Les spécialistes s'entendent pour dire qu'il y a moins de risques de provoquer une réaction allergique ou de choc anaphylactique par voie orale que par injection sous-cutanée. Le hic, c'est que les solutions n'ont pas été approuvées par Santé Canada pour être administrées de cette manière et l'efficacité du traitement ne fait pas l'unanimité.

«Avant de donner notre aval à une nouvelle forme de thérapie, on a besoin d'avoir des preuves qui appuient sa valeur scientifique», indique Jacques Hébert, président du Comité sur l'immunothérapie de l'AAIQ. «Le problème avec l'immunothérapie orale sous forme liquide, c'est que les études qui ont été réalisées sont assez élémentaires et pas très solides sur le plan scientifique», explique-t-il en soulignant que le nombre de patients dans les groupes tests des études est souvent peu élevé. «Le deuxième problème, c'est que les doses et concentrations thérapeutiques utilisées ne sont pas connues ni reconnues. Il n'y a pas de balises»

Le médecin Guy Tropper, un oto-rhino-laryngologue qui pratique dans une clinique privée de Boucherville, est l'un des rares médecins qui offrent le traitement. Ce dernier a parfait sa formation aux États-Unis et en France. «Lorsque je suis revenu, je me suis demandé pourquoi on n'offrait pas cela ici, alors que c'est dans l'intérêt des patients. Moi, je suis allergique, mes enfants sont allergiques. Si je pense que c'est bon pour mes enfants, je ne vois pas pourquoi je n'offrirais pas l'option à mes patients», explique-t-il à La Presse.

Il admet que les études scientifiques concluantes ont pour l'instant été menées auprès de petits groupes de patients. «L'efficacité de ce traitement a été prouvée par la science, lors d'études très diverses, mais avec un nombre de patients relativement faible, entre 20 et 40», explique le médecin qui dit pratiquer selon des protocoles conçus par des organismes américains.

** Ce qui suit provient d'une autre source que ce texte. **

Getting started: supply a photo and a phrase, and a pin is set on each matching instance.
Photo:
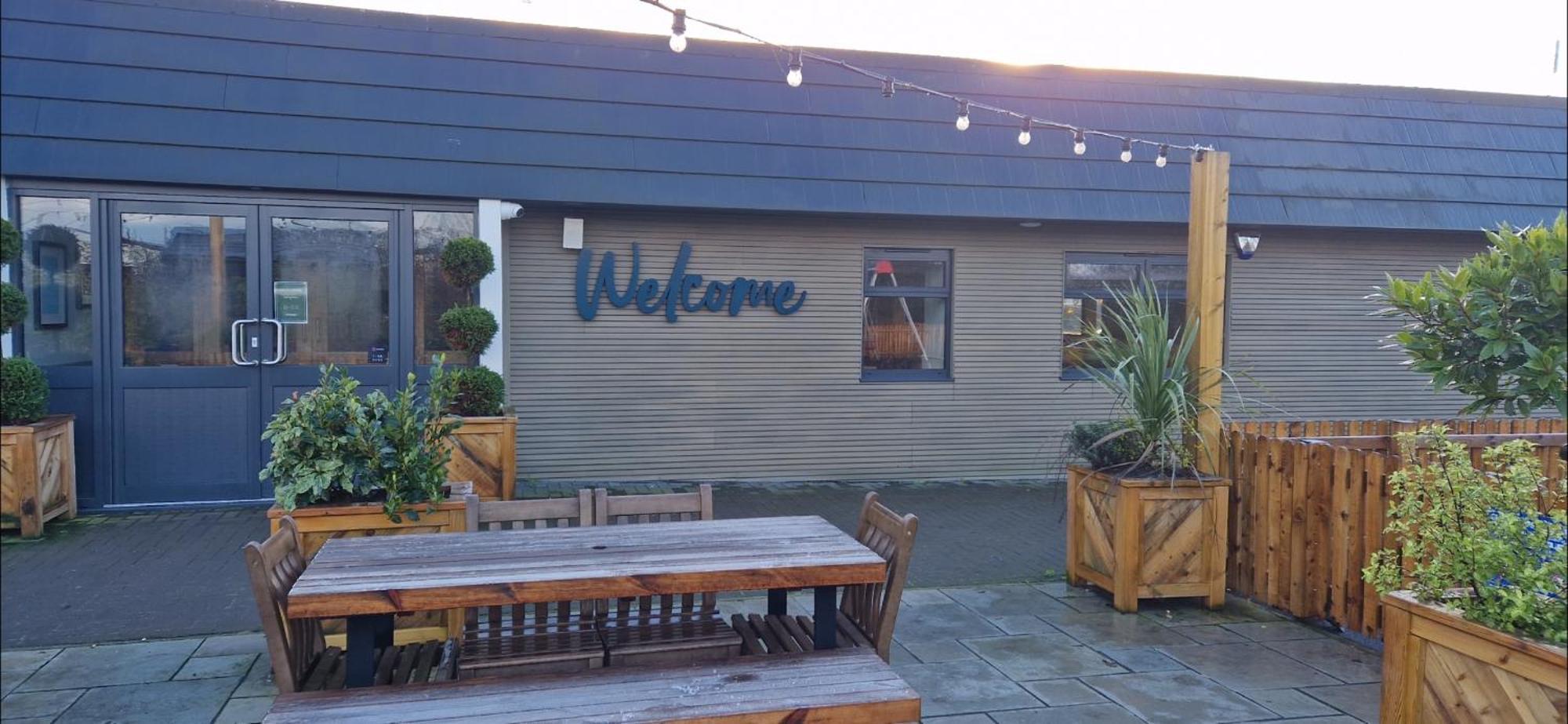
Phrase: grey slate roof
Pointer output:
(252, 93)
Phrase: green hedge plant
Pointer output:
(1478, 540)
(1497, 328)
(24, 392)
(470, 329)
(333, 446)
(465, 260)
(477, 392)
(13, 306)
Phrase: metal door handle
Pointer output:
(234, 344)
(281, 342)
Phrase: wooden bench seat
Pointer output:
(846, 686)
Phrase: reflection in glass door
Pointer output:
(186, 394)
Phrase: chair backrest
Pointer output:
(526, 515)
(275, 565)
(622, 510)
(874, 607)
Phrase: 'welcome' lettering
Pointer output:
(678, 292)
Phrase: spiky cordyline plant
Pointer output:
(1144, 366)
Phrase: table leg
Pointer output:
(827, 618)
(779, 601)
(366, 637)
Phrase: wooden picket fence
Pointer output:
(1308, 502)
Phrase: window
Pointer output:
(1086, 295)
(906, 314)
(57, 275)
(432, 292)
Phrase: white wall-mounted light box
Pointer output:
(573, 234)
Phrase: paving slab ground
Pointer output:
(120, 577)
(1003, 654)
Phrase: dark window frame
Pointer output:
(1144, 260)
(945, 292)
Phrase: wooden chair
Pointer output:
(866, 613)
(302, 660)
(666, 629)
(534, 639)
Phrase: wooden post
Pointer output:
(1207, 238)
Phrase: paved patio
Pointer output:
(117, 577)
(979, 656)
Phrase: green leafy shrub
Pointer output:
(13, 306)
(477, 392)
(1497, 328)
(333, 446)
(465, 260)
(1145, 370)
(1106, 444)
(1483, 532)
(470, 328)
(24, 392)
(10, 243)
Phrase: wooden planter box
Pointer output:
(1144, 538)
(321, 524)
(38, 474)
(1437, 667)
(485, 453)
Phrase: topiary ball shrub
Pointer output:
(24, 392)
(1094, 444)
(13, 306)
(477, 392)
(470, 328)
(10, 243)
(466, 260)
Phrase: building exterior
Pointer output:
(896, 298)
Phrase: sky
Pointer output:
(1503, 45)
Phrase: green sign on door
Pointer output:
(292, 303)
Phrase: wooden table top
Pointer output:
(432, 573)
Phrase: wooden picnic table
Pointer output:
(368, 580)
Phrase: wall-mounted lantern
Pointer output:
(1246, 246)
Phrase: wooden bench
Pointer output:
(844, 686)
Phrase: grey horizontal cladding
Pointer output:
(766, 132)
(619, 52)
(1304, 333)
(322, 135)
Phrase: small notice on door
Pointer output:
(292, 303)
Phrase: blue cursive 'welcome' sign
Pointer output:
(678, 290)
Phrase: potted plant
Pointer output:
(485, 442)
(1142, 521)
(1475, 615)
(349, 466)
(38, 460)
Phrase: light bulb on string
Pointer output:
(678, 31)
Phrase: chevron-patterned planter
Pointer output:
(1437, 667)
(1145, 538)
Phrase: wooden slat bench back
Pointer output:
(848, 686)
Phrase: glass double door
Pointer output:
(222, 314)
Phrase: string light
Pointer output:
(678, 31)
(890, 83)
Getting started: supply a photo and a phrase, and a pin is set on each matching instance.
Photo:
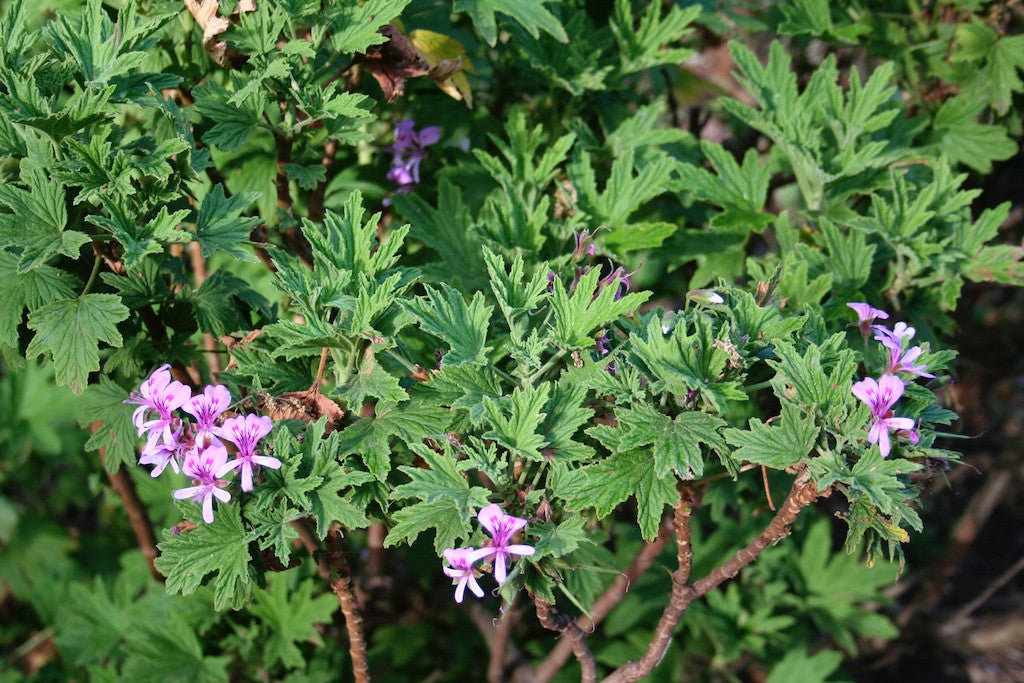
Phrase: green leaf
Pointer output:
(998, 263)
(355, 26)
(450, 231)
(289, 616)
(579, 315)
(995, 79)
(220, 225)
(70, 330)
(233, 123)
(32, 289)
(307, 176)
(676, 441)
(515, 293)
(740, 190)
(529, 13)
(957, 134)
(91, 625)
(37, 219)
(559, 541)
(684, 361)
(440, 479)
(220, 549)
(644, 44)
(621, 476)
(168, 649)
(103, 403)
(799, 666)
(777, 445)
(445, 314)
(519, 432)
(451, 523)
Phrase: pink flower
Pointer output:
(900, 360)
(158, 393)
(161, 456)
(410, 150)
(203, 466)
(502, 527)
(893, 339)
(206, 408)
(245, 433)
(461, 569)
(881, 396)
(866, 315)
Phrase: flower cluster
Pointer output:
(499, 550)
(409, 151)
(197, 447)
(882, 394)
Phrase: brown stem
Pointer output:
(979, 509)
(333, 567)
(283, 145)
(607, 601)
(500, 643)
(553, 621)
(209, 343)
(316, 199)
(342, 587)
(803, 494)
(137, 515)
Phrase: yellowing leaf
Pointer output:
(437, 49)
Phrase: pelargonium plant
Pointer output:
(435, 291)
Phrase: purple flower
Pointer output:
(866, 315)
(900, 360)
(502, 527)
(206, 408)
(245, 433)
(410, 150)
(584, 245)
(158, 393)
(461, 561)
(881, 396)
(203, 466)
(160, 455)
(893, 339)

Santé Canada a autorisé deux sociétés pharmaceutiques à distribuer dès l'automne un produit de désensibilisation orale, mais en comprimés. Ce produit visera cependant uniquement les allergies aux graminées, très courantes en Europe, mais peu présentes ici.

«Quand je vois un jeune patient qui commence une allergie, je peux me croiser les bras et lui dire de prendre des antihistaminiques et d'attendre 10 ans que les sociétés pharmaceutiques créent un comprimé, ou j'essaie de traiter avec ce que l'on a, au mieux de mes connaissances», dit-il.

«Le message, dit-il, c'est qu'il faut traiter les allergies. On a les moyens de le faire. Ce n'est peut-être pas aussi clair et aussi évident, mais on a de très bons repères dès maintenant.»

Avis demandé

Le Dr Tropper et l'AAIQ ont récemment croisé le fer dans un échange de lettres ouvertes publiées dans L'actualité médicale, publication professionnelle destinée aux médecins.

Le Collège des médecins permet pour l'instant la désensibilisation sublinguale par voie liquide. «Nous ne sommes pas une société savante», a expliqué Leslie Labranche, porte-parole du Collège. En raison du débat, le Collège a demandé à l'Institut national d'excellence en santé et services sociaux du Québec, anciennement le Conseil du médicament, de se pencher sur le traitement. «D'ici là, il peut offrir ce traitement parce qu'il y a quand même une certaine littérature scientifique qui appuie le traitement», a ajouté Mme Labranche.